LADUNI.ID, Jakarta - Presiden Joko Widodo (Jokowi) mengungkapkan, pemerintah telah melakukan kajian terkait pemindahan Ibu Kota Negara. Hal itu ia katakan setelah mengumumkan secara resmi pemindahan Ibu Kota Negara, di Istana Presiden, Senin (26/8/19) siang.

"Pada siang yang berbahagia ini, saya menyampaikan bahwa pemerintah telah melakukan kajian mendalam, terutama tiga tahun terakhir," kata Jokowi.

Hasilnya, terang Jokowi, lokasi ibu kota baru paling ideal adalah di Kalimantan Timur, sebagian di Kab. Penajam Paser Utara dan sebagian di Kab. Kutai Kartanegara.

"Kenapa ibu kota harus pindah?
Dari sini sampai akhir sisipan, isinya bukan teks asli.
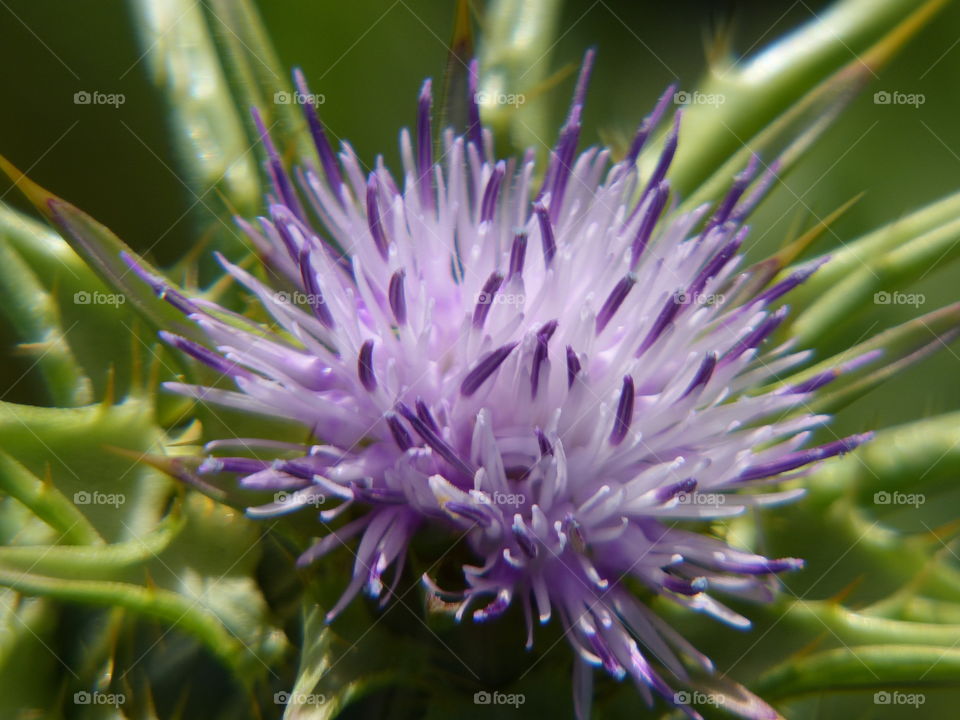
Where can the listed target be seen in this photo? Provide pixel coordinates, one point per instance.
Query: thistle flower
(560, 372)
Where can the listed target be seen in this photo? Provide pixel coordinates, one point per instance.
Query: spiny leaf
(872, 666)
(766, 86)
(46, 502)
(101, 250)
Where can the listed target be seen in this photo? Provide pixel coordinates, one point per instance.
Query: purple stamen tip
(484, 369)
(365, 367)
(624, 416)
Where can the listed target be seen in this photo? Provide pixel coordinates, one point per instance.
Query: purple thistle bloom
(563, 408)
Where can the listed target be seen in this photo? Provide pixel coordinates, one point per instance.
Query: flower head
(559, 371)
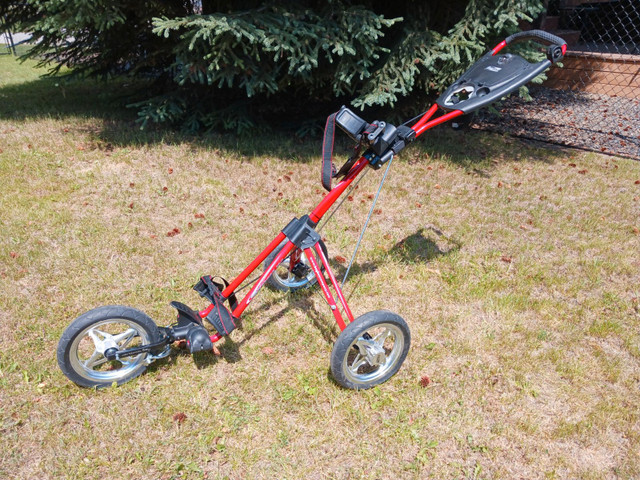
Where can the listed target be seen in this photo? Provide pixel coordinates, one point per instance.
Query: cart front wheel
(370, 350)
(82, 347)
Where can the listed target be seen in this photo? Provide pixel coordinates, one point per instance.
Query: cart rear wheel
(370, 350)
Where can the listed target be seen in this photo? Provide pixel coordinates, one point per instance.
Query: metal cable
(384, 177)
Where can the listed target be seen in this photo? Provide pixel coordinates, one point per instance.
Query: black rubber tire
(70, 364)
(345, 350)
(283, 285)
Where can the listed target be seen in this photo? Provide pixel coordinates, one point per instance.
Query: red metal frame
(425, 123)
(422, 125)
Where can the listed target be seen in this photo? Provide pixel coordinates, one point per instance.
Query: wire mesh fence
(593, 102)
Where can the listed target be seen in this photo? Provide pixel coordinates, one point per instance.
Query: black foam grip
(539, 35)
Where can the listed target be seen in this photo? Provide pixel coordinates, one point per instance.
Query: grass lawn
(516, 266)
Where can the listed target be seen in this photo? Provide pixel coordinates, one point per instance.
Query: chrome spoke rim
(362, 369)
(87, 350)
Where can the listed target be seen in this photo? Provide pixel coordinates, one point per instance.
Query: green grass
(518, 275)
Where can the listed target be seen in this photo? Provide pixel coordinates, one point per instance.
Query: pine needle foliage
(233, 65)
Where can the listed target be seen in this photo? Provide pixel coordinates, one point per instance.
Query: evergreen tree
(230, 64)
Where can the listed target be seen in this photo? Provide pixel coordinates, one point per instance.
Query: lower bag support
(220, 316)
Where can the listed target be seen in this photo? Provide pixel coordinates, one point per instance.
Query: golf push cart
(114, 344)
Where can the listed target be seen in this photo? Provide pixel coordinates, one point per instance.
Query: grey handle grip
(539, 35)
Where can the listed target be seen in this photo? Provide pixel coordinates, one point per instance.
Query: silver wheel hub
(373, 352)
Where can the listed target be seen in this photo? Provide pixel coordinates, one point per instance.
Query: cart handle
(557, 49)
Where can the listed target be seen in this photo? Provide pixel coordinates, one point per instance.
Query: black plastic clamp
(300, 232)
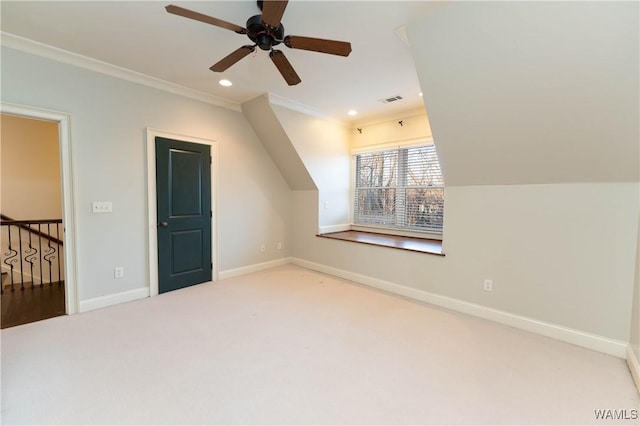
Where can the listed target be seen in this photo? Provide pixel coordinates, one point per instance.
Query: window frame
(381, 229)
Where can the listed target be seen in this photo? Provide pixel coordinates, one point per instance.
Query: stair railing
(31, 253)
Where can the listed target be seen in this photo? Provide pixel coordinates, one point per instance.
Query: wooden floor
(32, 304)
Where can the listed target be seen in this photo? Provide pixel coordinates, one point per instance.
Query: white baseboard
(591, 341)
(112, 299)
(230, 273)
(634, 366)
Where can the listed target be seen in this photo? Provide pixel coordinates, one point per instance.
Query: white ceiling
(143, 37)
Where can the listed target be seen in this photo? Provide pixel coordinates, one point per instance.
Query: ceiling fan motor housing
(264, 37)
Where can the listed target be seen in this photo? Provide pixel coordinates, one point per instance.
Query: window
(399, 188)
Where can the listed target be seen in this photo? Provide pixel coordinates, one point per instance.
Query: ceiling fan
(266, 31)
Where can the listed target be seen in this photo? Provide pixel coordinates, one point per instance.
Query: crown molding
(40, 49)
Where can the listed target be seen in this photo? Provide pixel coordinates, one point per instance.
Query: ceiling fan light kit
(266, 31)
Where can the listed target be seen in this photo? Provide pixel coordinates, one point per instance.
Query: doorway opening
(37, 243)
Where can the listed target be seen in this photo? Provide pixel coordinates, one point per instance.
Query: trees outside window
(399, 188)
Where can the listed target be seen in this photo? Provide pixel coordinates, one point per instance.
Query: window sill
(420, 245)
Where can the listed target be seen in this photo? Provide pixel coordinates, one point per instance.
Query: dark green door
(183, 179)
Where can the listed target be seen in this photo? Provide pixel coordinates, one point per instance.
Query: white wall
(323, 147)
(634, 336)
(30, 169)
(108, 121)
(415, 125)
(532, 92)
(561, 254)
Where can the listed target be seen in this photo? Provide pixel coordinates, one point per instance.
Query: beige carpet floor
(292, 346)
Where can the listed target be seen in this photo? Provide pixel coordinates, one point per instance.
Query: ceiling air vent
(391, 99)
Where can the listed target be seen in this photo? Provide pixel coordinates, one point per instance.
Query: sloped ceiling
(531, 92)
(260, 115)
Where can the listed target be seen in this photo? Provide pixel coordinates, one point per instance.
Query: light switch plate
(101, 207)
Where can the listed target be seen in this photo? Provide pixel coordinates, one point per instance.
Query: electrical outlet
(101, 207)
(118, 272)
(488, 285)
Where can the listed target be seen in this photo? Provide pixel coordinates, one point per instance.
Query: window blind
(399, 188)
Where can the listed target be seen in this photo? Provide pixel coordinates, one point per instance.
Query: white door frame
(152, 229)
(68, 209)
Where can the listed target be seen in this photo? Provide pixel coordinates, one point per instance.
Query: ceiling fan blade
(180, 11)
(272, 11)
(232, 58)
(332, 47)
(285, 68)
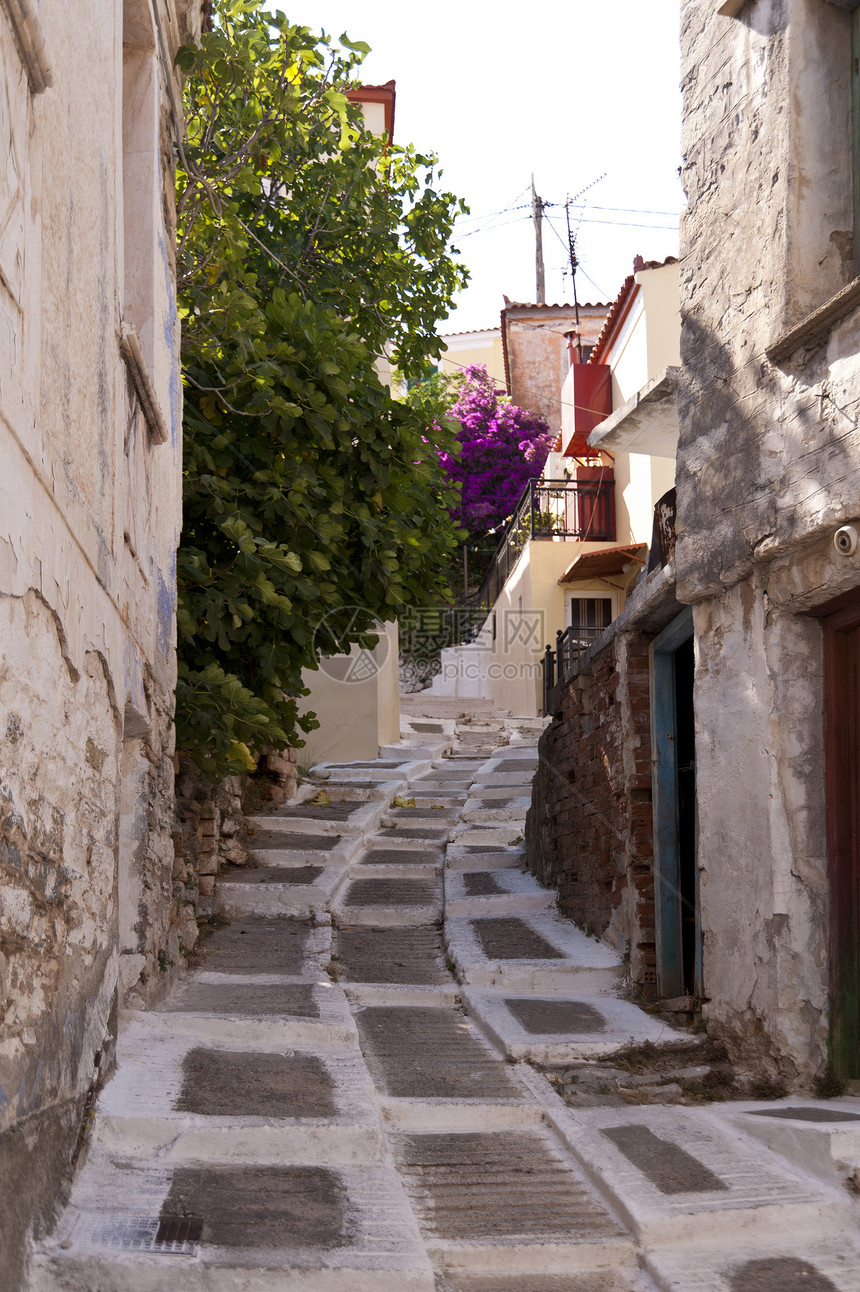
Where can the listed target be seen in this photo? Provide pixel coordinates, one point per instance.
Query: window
(588, 616)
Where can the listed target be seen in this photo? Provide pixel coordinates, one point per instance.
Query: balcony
(583, 508)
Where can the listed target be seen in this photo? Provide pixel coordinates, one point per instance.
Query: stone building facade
(89, 523)
(752, 631)
(768, 470)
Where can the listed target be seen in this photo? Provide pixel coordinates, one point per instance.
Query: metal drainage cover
(168, 1235)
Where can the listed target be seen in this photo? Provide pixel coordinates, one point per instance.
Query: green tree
(306, 248)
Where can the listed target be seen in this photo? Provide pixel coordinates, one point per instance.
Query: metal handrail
(558, 663)
(546, 509)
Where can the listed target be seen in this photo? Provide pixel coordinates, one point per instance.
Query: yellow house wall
(528, 613)
(355, 716)
(487, 352)
(661, 290)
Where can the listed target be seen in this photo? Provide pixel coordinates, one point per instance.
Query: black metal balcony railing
(558, 663)
(546, 509)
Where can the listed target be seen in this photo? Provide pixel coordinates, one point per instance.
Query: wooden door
(677, 912)
(842, 762)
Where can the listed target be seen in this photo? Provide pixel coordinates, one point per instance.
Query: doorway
(675, 877)
(842, 781)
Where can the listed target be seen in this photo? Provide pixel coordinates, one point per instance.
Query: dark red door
(842, 739)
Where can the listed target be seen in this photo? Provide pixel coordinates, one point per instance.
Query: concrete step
(784, 1265)
(585, 1281)
(818, 1136)
(255, 1010)
(530, 954)
(235, 1228)
(350, 817)
(679, 1176)
(386, 901)
(291, 890)
(488, 835)
(559, 1027)
(502, 892)
(176, 1100)
(508, 1202)
(497, 812)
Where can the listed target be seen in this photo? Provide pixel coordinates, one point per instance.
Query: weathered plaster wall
(89, 521)
(767, 469)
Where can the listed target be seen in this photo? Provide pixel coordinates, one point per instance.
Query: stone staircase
(345, 1094)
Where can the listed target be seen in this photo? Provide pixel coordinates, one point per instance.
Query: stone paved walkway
(342, 1097)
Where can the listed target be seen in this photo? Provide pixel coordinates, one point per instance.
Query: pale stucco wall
(464, 349)
(89, 523)
(767, 470)
(530, 610)
(357, 702)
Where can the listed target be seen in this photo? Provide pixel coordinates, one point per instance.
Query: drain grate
(168, 1235)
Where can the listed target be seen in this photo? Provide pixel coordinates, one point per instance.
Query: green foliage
(433, 397)
(313, 503)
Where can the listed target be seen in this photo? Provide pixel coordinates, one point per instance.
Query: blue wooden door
(677, 915)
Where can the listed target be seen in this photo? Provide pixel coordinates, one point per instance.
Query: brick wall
(589, 830)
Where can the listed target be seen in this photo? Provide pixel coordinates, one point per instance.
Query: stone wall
(89, 507)
(768, 461)
(589, 828)
(209, 831)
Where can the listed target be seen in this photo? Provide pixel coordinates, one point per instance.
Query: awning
(646, 424)
(604, 562)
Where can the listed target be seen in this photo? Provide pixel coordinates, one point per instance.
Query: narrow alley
(349, 1092)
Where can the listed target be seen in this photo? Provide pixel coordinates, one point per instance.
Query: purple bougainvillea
(502, 448)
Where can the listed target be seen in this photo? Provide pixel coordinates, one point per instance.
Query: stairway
(345, 1094)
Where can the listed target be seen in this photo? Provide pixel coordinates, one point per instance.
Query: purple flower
(502, 447)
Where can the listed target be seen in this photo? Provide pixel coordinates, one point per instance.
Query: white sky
(570, 89)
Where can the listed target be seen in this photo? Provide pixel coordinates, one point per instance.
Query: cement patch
(509, 938)
(270, 874)
(666, 1164)
(253, 1207)
(399, 857)
(535, 954)
(597, 1281)
(286, 840)
(555, 1016)
(394, 892)
(779, 1264)
(679, 1204)
(481, 884)
(293, 999)
(411, 955)
(563, 1026)
(499, 1187)
(257, 946)
(235, 1083)
(430, 1053)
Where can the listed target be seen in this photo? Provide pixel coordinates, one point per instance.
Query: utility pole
(537, 215)
(571, 244)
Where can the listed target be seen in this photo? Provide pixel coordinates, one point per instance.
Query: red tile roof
(620, 305)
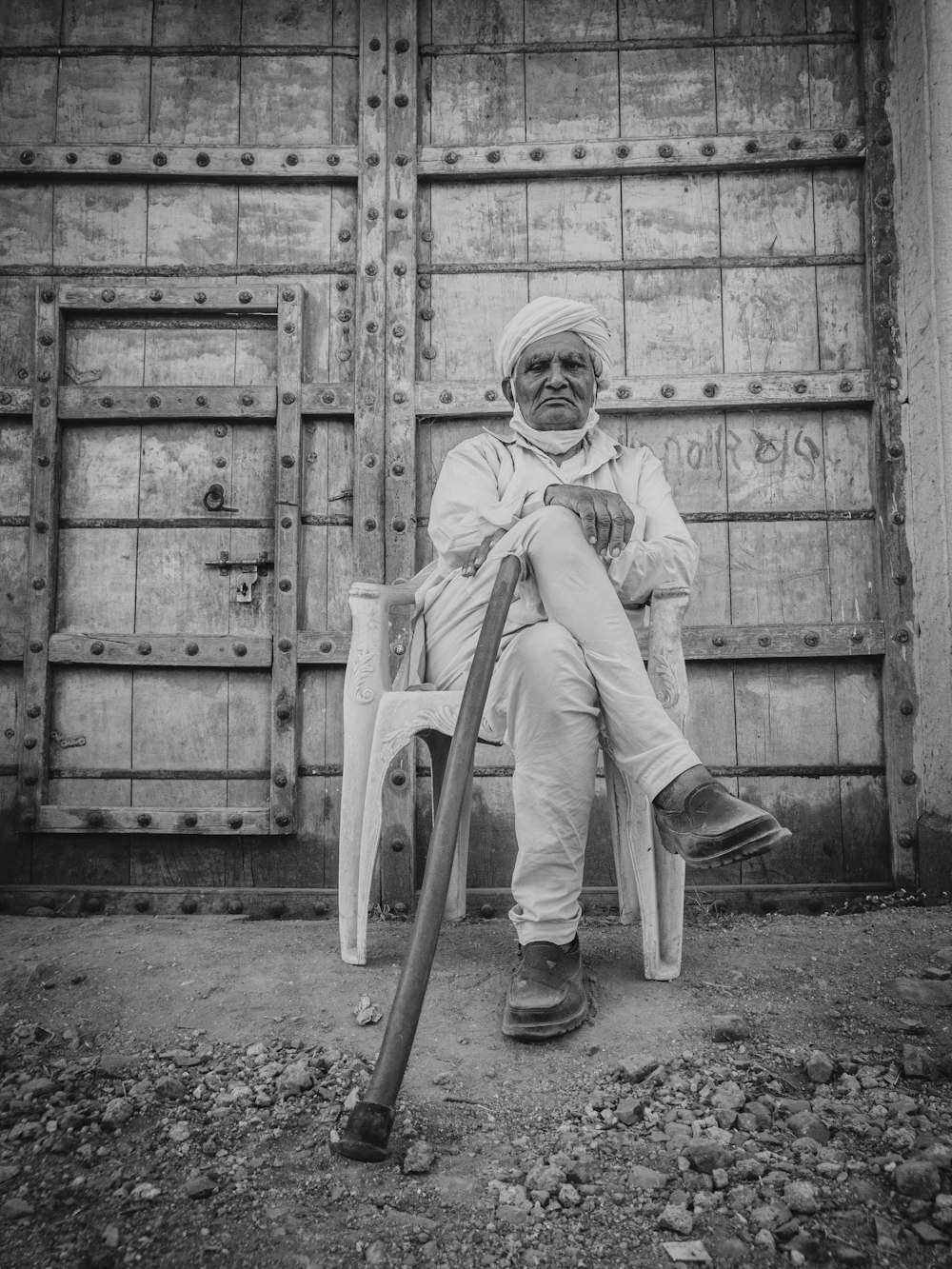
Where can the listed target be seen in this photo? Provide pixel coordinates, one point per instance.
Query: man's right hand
(605, 517)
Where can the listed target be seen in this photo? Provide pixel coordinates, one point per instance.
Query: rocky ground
(792, 1108)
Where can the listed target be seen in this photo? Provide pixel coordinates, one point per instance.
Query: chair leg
(658, 876)
(438, 746)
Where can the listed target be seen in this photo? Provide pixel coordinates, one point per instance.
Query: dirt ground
(171, 1089)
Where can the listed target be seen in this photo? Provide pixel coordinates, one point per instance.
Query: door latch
(248, 572)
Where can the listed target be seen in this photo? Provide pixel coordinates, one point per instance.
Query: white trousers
(567, 654)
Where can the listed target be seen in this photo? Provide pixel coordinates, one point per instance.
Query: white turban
(548, 315)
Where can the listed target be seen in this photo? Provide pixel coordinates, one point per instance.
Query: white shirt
(490, 481)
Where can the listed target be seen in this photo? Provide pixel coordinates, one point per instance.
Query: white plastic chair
(380, 723)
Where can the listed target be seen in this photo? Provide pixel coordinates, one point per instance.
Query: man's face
(554, 384)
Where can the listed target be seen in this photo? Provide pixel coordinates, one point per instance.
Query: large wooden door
(715, 175)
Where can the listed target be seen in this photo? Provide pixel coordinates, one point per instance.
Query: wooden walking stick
(367, 1130)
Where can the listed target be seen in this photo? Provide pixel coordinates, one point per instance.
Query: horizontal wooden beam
(628, 156)
(646, 264)
(196, 822)
(310, 164)
(144, 650)
(452, 400)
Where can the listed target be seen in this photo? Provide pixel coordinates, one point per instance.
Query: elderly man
(596, 526)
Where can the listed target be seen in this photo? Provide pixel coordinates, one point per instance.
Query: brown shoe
(546, 995)
(715, 829)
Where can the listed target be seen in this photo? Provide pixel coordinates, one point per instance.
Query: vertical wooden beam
(398, 857)
(41, 572)
(288, 530)
(901, 704)
(369, 297)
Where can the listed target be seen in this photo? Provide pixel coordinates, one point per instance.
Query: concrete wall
(922, 111)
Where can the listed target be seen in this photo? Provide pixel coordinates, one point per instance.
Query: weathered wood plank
(166, 650)
(179, 160)
(795, 146)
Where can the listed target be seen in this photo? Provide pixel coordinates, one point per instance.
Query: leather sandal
(546, 995)
(715, 829)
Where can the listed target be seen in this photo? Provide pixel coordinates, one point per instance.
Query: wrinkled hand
(478, 556)
(605, 517)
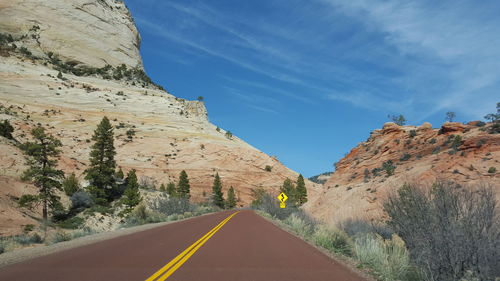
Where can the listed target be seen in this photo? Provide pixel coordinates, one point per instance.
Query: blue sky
(307, 81)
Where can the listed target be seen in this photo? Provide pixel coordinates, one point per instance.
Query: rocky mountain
(66, 64)
(321, 178)
(465, 153)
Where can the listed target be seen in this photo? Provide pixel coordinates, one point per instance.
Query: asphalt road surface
(230, 246)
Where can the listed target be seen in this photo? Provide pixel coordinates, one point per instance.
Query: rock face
(92, 32)
(171, 134)
(360, 184)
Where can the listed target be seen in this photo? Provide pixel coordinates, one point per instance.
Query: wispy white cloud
(254, 101)
(463, 36)
(415, 57)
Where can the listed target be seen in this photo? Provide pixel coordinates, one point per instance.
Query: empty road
(226, 246)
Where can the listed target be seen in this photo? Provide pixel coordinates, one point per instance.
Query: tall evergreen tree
(301, 190)
(231, 198)
(100, 173)
(119, 174)
(171, 189)
(217, 195)
(42, 160)
(183, 188)
(71, 184)
(131, 196)
(289, 189)
(6, 129)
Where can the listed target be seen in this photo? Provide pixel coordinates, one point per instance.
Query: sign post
(282, 197)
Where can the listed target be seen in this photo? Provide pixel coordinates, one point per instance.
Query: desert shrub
(141, 215)
(71, 184)
(389, 168)
(60, 236)
(25, 239)
(333, 240)
(6, 129)
(25, 51)
(301, 224)
(71, 223)
(436, 150)
(147, 183)
(405, 157)
(389, 259)
(130, 134)
(269, 204)
(359, 227)
(170, 206)
(82, 232)
(28, 228)
(81, 200)
(448, 229)
(36, 238)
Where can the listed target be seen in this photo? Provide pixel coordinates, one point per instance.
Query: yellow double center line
(177, 262)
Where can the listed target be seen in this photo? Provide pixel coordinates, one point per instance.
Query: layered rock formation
(92, 32)
(467, 154)
(171, 134)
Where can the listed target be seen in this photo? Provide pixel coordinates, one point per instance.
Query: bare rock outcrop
(466, 154)
(90, 32)
(171, 134)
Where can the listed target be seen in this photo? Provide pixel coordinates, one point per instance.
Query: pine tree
(301, 190)
(217, 195)
(100, 173)
(171, 189)
(131, 196)
(119, 174)
(289, 189)
(231, 198)
(6, 129)
(42, 172)
(70, 184)
(183, 188)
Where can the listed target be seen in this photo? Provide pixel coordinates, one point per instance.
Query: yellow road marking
(177, 262)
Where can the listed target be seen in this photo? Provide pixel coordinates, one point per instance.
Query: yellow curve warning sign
(282, 197)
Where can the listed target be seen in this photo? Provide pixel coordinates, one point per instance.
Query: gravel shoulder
(43, 250)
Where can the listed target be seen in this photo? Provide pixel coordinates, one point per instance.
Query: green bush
(302, 227)
(267, 203)
(405, 157)
(6, 129)
(81, 200)
(333, 240)
(389, 168)
(170, 206)
(71, 223)
(28, 228)
(359, 227)
(389, 259)
(60, 236)
(448, 229)
(82, 232)
(24, 239)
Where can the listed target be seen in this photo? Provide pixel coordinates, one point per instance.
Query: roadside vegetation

Jakarta saat ini menyangga beban yang sudah terlalu berat sebagai pusat pemerintahan, bisnis, keuangan, perdagangan, dan jasa," tutur Jokowi.

Jokowi menjelaskan, ini bukan kesalahan Pemprov DKI Jakarta. Menurut dia, Jakarta sudah terlalu berat menanggung beban.

"Tapi kita tidak bisa terus menerus membiarkan beban Jakarta yang makin berat itu," ungkap dia lagi.

Lebih jauh lagi Jokowi menyebutkan, Jakarta tetap menjadi kota prioritas dalam hal pembangunan.

"Setelah ibu kota pindah, Jakarta tetap prioritas pembangunan. Kota ini terus dikembangkan menjadi kota bisnis, keuangan, pusat perdagangan, dan jasa skala regional dan global," ujar Jokowi.

Jokowi menambahkan terkait anggaran yang telah disiapkan. "Urban regeneration yang dianggarkan Rp 571 T tetap jalan. Pembahasannya sudah teknis, siap dieksekusi," katanya lagi. (*)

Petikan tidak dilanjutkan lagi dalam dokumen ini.